Professor Sargent mentioned China is at the forefront of the world in the field of fintech and has developed very rapidly. As an academic, he always aims to explore and understand things. And it’s very fascinating to observe an economy like China’s that’s seeing rapid changes in the overall financial landscape and seeing how it responds to it.
China plays a leading role in fintech
Over the past years, new finance including fintech, internet finance and blockchain have seen rapid growth, but also many challenges too. Regarding the supervision of the new finance industry, could you share your recommendations?
Professor Sargent answered that he saw some problems in blockchain, cryptocurrencies. For cryptocurrencies, there is lots of advertising and promise, which has gone ahead of what’s been realized. There are serious technical problems that involve the cost of running the system and many legal questions too.
About the application of artificial intelligence in the field of peer-to-peer lending and small and micro finance, Professor Sargent said, China’s really been a worldwide leader in applying artificial intelligence to internet funding and microfinance. It was very important in terms of lowering costs of doing transactions.

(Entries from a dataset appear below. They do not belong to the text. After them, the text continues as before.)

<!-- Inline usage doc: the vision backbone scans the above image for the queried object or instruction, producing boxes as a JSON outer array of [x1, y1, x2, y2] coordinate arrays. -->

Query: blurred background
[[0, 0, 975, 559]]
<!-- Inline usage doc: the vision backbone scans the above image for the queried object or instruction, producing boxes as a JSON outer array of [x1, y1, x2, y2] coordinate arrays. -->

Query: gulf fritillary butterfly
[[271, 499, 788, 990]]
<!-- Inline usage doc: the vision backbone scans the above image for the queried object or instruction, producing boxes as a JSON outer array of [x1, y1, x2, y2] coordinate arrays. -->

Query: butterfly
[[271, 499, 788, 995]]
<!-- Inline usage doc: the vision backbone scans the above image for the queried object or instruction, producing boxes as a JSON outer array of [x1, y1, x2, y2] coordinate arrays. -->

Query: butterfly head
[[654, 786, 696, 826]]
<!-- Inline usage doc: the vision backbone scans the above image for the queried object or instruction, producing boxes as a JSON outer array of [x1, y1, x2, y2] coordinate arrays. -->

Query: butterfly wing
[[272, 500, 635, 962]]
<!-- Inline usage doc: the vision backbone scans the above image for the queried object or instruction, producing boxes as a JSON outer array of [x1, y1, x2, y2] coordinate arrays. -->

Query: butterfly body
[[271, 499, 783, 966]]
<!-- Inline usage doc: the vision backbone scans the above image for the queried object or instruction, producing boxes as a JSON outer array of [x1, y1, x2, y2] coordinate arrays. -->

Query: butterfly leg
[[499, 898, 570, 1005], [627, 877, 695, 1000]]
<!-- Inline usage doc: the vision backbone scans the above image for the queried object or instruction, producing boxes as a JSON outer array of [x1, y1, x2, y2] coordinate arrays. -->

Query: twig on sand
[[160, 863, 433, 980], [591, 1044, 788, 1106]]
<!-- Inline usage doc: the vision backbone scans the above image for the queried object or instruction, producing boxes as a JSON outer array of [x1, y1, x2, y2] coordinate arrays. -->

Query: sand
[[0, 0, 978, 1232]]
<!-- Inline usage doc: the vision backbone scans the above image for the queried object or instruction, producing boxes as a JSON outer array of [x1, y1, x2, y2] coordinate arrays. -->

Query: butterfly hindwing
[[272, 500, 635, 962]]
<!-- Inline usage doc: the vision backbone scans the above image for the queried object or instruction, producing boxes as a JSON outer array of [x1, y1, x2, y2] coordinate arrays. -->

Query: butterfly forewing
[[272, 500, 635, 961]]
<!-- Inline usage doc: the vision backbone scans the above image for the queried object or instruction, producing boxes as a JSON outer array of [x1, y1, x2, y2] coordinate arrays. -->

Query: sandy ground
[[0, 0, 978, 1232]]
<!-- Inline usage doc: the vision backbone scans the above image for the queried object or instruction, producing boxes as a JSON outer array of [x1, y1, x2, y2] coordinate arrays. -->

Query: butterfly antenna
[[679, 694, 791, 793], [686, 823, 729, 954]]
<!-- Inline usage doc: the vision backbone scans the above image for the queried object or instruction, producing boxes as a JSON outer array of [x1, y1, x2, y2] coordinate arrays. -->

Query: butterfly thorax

Professor Sargent also mentioned a colleague at MIT. “He believed that in many very poor societies, there will be huge benefits to getting very poor people access to loans which they didn’t have. For example, in very poor villages, who had ideas to start a business, but they couldn’t get the money. He and some other people were doing experiments to try and show how powerful it was. At a very low level, they didn’t have much money, but they showed they were very promising.”
“They set up systems in these villages where people could get a reputation for repaying even small loans. Because if they had a reputation for repaying, they could get the loans. If they couldn’t get the loans because they didn’t have the reputation. It’s like the chicken and the egg.

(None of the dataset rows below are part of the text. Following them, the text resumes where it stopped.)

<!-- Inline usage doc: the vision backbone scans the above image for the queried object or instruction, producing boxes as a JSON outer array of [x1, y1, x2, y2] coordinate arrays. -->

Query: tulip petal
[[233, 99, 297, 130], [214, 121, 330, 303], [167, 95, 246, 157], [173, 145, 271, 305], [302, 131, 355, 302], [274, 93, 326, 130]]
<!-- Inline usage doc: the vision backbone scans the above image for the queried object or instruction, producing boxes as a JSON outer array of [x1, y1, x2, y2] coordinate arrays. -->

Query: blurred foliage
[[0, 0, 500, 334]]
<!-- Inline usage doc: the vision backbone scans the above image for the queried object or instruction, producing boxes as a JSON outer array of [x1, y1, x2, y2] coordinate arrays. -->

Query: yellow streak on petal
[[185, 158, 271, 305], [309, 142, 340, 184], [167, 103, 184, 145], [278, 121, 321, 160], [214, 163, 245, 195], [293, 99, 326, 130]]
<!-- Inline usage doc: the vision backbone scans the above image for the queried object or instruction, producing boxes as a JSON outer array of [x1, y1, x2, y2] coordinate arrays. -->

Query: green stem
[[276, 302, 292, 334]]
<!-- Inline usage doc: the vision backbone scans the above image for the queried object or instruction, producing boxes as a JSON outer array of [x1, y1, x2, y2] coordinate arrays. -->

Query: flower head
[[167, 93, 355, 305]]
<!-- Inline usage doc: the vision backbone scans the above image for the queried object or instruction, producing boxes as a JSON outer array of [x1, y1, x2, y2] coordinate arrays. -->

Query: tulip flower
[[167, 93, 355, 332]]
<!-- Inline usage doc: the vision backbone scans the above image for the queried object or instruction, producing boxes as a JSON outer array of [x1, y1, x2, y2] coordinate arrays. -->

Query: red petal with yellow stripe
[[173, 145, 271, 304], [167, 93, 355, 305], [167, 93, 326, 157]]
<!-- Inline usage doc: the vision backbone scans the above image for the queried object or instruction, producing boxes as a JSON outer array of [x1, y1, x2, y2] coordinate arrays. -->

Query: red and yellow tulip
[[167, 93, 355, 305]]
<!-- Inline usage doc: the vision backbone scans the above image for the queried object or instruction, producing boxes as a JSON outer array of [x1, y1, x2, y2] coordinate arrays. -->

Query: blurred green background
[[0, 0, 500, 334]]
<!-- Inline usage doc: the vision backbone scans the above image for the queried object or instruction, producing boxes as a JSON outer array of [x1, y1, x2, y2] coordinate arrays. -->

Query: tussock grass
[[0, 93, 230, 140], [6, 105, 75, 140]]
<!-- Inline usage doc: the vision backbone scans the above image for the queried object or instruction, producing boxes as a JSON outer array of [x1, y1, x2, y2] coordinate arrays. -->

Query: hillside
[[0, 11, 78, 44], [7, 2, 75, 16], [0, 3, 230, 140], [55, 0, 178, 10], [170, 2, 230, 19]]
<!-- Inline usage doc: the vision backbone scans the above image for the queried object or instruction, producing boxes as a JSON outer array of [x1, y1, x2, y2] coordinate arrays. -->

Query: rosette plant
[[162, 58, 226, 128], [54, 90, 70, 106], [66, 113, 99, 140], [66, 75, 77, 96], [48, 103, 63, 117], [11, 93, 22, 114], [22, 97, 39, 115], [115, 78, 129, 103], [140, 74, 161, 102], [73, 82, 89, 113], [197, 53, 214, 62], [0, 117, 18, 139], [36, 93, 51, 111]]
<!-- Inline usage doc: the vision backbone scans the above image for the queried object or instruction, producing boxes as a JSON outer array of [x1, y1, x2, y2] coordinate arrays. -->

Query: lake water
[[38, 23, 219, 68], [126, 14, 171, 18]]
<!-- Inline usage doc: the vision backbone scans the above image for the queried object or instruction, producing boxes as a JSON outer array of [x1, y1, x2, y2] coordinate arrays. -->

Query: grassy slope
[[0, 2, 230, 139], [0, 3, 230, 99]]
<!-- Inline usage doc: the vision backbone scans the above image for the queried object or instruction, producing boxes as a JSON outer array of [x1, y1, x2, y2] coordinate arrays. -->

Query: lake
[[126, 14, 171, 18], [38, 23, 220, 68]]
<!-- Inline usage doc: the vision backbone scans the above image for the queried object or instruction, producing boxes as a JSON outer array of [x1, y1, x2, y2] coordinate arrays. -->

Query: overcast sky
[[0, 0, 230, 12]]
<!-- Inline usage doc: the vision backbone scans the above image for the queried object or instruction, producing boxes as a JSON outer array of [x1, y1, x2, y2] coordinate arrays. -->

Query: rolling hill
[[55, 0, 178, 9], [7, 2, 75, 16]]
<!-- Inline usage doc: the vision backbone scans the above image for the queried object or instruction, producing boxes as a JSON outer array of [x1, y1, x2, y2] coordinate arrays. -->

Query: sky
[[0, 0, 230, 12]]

He also mentioned Ant Financial doing this. “It is with millions of people. Through artificial intelligence and machine learning build social credit system. China is the leader in this and it’s very exciting.”
Professor Sargent said, as an academic, he always aims to explore and understand things. And it’s very fascinating to observe an economy like China’s that’s seeing rapid changes in the overall financial landscape and seeing how it responds to it. It is useful. As economists, they always say, they always love markets in a way, but here we’re seeing experience with people learning, it’s also learning by doing when you create new markets, and it’s very revealing to have this type of evidence for a scholar like him to draw upon.
Encourage information sharing while protecting privacy
To Professor Sargent, China is indeed at the forefront of the world in the field of fintech and has developed very rapidly. However, he also pointed out that Fintech faces some challenges while developing.
He said, using artificial intelligence to figure out who is creditworthy, and the like, is important to support financial transactions but at some point, it also raises problems about privacy. This isn’t special to China, it’s a problem worldwide. How do we on the one hand encourage this type of information sharing that’s critical to financial transactions while at the same time figure out ways to protect privacy? This is a tremendously challenging problem going forward.
For example, Professor Sargent was in the US Army as an army officer. To become an officer, he needed to get security clearance from the army. So, they checked his bank accounts and loans to know his credit and financial status. The information they wanted to obtain from his bank account was private.
He also talked about a Chinese scholar, who is a cryptographer, who’s working on how to transmit some information but hide it. “But that’s something government regulators are going to get involved in in every country. And different people have different attitudes about where the line on this privacy is. Even my wife and I have different attitudes. An example would be – this is something that annoys her, but I like – you go to Amazon and order a book, and Amazon comes back and says, ‘we also think you’d like this book’, and they’re right. I find that great and my wife finds that creepy.”
In addition, Professor Sargent also shared his recent research topic and progress with us. He worked with Lars Peter Hansen, 2013 Nobel Prize recipient on developing methods for modeling economic decision-making in environments where uncertainty is hard to quantify and exploring the consequences for models with financial markets and characterized environments in which the beliefs of economic actors are fragile. He said they hoped to develop ways to incorporate this caution into economic models. To what extent we will be cautious depends on how much we care about it and how we want to do it.